Avec « Les jours étranges de Nostradamus », Jean-Philippe Depotte signe un bon roman qui va bien au delà d’une simple fiction consacrée au célèbre astrologue. Malgré la trop grande lenteur du rythme et le côté mollasson du personnage, on se laisse aisément embarquer dans cette histoire bien plus complexe qu’il n’y paraît et dont la fin à elle seule rehausse considérablement la qualité du livre. A tenter.
Aucun commentaire
belette2911
La SF, décidément, pas fait pour moi. Je devrais l’essayer un peu plus, mais j’arrive pas à me décider. Ma grande PAL doit jouer en ma défaveur.
Boudicca
A mon avis le roman appartient davantage au genre fantastique (voire fantasy historique) qu’à la SF. J’avoue que j’ai eu beaucoup de mal à m’y mettre aussi mais ça m’a permis de faire quelques belles découvertes. Même si ça ne remplace évidemment pas la fantasy 😉
belette2911
Avant, je lisais pas de fantasy et puis, un jour, un elfe, un nain et un beau mec ont débarqué dans mon cinéma, avec des Hobbits… 😉 Depuis, j’en lis !
De SF, j’ai lu des quelques livres, mais pas de vaisseau spatiaux dans les parages.
Boudicca
Tient c’est drole, ton histoire me rappelle la mienne 😉 (merci Tolkien ! )

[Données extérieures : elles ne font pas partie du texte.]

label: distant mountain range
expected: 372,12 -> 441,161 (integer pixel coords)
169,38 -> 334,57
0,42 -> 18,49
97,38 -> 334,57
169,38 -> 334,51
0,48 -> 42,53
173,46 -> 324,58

Je ne suis pas fan non plus des histoires de vaisseaux spatiaux ou voyages galactiques, je me limite à de la SF un peu moins « technique » pour le moment ^-^
belette2911
Moi, je dirais d’abord « Merci Jackson » ! (et pas le chanteur) qui a réalisé de super films qui m’ont donné envie de découvrir Tolkien. Pour une fois qu’un film tiré est bien réalisé.
Boudicca
Tu prêches une convertie 🙂 Amen à Peter Jackson !
belette2911
Quel mec, celui-là ! 😉
belette2911
Zut, mauvaise manip : il y a lieu de lire « pour une fois qu’un film, tiré d’un livre, est bien réalisé » ! 😉
Non, les vaisseaux spatiaux, dans Albator, Ulysse 21, ça passe, mais dans la littérature, je suis moins fan.